On noiera votre mémoire dans une crique

Tout ça à cause d’une simple mimique

Tout ça parce que vous avez joué les comiques

Ils ont toujours une excuse

Quand on les accuse

Ils nous prennent pour des buses

De la mort ils sont les muses

Ils usent de beaucoup de ruses

Pour n’être la risée que de gens avisés

On joue beaucoup de flûte

Mais dans quel but ?

Tu l’ouvres ? On te bute

Les preuves ? On les réfute

Elles sont irréfutables ?

Oui, c’est pour ça qu’ils sont détestables

L’autopsie ? C’est une fable

Les témoins ? Leurs versions sont malléables

Quelle bande de pantins impressionnables

Police, justice, les voix de la justice ?

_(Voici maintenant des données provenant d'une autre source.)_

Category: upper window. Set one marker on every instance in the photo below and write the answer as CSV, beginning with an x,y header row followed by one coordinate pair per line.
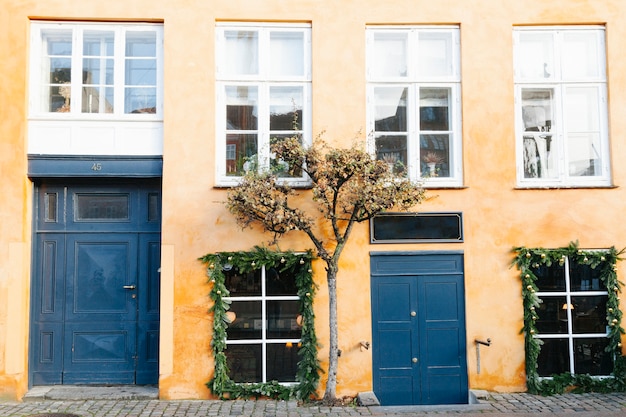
x,y
561,107
263,95
414,111
96,70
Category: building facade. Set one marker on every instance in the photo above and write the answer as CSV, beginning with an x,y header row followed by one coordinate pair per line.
x,y
124,124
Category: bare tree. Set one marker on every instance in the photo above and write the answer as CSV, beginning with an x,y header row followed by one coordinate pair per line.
x,y
348,185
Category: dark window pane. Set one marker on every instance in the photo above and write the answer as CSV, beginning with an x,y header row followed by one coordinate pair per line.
x,y
244,362
283,320
282,362
553,358
589,314
591,358
552,313
242,284
102,207
550,278
584,278
247,323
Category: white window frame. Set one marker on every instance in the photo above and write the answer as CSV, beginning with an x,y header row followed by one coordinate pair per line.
x,y
78,28
554,80
414,82
570,335
263,81
264,340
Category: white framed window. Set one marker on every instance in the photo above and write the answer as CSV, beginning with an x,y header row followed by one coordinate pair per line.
x,y
266,326
572,320
561,107
414,103
87,71
263,85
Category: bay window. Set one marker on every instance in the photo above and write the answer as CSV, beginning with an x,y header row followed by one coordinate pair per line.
x,y
413,96
561,107
263,95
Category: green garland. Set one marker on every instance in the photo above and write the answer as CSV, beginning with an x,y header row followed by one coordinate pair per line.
x,y
307,375
527,260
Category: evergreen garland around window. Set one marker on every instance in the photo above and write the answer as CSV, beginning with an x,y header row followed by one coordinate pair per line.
x,y
307,375
529,259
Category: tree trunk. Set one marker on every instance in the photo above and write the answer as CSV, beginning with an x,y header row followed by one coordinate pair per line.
x,y
333,358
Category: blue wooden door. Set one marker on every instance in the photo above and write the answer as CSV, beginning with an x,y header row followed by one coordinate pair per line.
x,y
418,329
96,284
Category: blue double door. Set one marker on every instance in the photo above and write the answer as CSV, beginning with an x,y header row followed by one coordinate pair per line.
x,y
418,329
95,289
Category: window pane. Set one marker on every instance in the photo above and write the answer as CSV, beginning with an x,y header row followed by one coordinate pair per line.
x,y
248,323
552,313
390,109
246,150
435,155
283,320
589,314
241,52
435,54
284,101
245,363
553,357
389,55
434,108
580,58
540,157
393,150
282,362
591,358
287,53
242,284
535,55
241,108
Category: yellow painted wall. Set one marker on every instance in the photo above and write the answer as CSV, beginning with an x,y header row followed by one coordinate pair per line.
x,y
496,215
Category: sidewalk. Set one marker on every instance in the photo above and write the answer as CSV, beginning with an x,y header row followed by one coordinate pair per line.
x,y
140,402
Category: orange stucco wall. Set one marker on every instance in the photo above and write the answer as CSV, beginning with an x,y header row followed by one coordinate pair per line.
x,y
497,216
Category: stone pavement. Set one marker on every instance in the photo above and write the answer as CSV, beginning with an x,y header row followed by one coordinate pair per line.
x,y
128,402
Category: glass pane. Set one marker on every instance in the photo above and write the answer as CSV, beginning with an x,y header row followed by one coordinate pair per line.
x,y
585,278
101,207
282,362
535,55
553,357
287,53
98,43
241,52
434,108
390,108
589,314
245,363
552,313
393,150
245,150
550,278
435,54
581,55
284,101
591,358
389,55
283,321
435,155
540,159
242,284
140,44
140,100
247,321
241,108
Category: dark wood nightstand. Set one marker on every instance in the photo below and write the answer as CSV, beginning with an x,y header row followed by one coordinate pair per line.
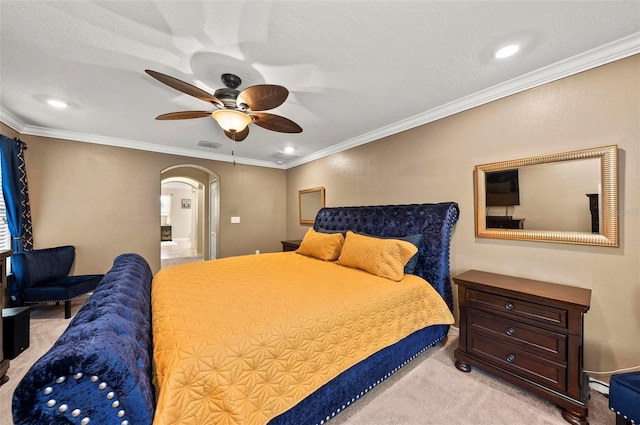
x,y
527,332
291,245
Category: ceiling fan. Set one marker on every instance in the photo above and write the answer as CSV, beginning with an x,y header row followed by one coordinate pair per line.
x,y
236,109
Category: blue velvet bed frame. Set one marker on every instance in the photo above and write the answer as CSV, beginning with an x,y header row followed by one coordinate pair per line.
x,y
100,371
435,223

Non, la face de l’injustice

C’est la fête dans la tess

C’est la rue c’est la hess

La vie est dure c’est la dèche

Mais ils leur font de la lèche ?

Qui a bien pu vendre la mèche ?

Avec la police pas d’ami-ami donc attention

La cité c’est pas Miami

Toute la ville est sous tension

On se croirait à Clichy en 2005

La justice est sous pression

Pour la police on trinque

Rappelez vous de Rennes en 2016

Voyez qui tient les rênes

Voyez ces chaînes qui nous freinent

Cette vérité atroce, qui nous gêne

Oui, elle est là, avec la haine

ACAB !

La police on t’accable !

Toi aussi la justice exécrable !

Le gouvernement ? Bande d’incapables !

C’est rien c’est la rue

C’est pas pour ça qu’il faut que ça continue

Un pas de travers et on te tue

C’est nos protecteurs qu’on doit fuir

Ce sont des porteurs de haine, le Diable les admire et l’enfer les inspire

Ils ne se cachent plus dans la nuit

Ils se montrent quand la lumière luit

Même quand la ville vit

Mais aussi quand la ville est vide

Tu ferais bien de te taire

Sinon tu vivras un enfer sur terre

Bah ouais la vie c’est pas super

Tu finiras six pieds sous terre

La mort et toi ferez la paire

Pour te pleurer y’aura ta mère

Pour te pleurer y’aura ton père

Pour t’oublier y’aura ton maire

Prends tes cliques et tes claques avant que tu clamses

Fais vite sinon ce sera ta dernière valse.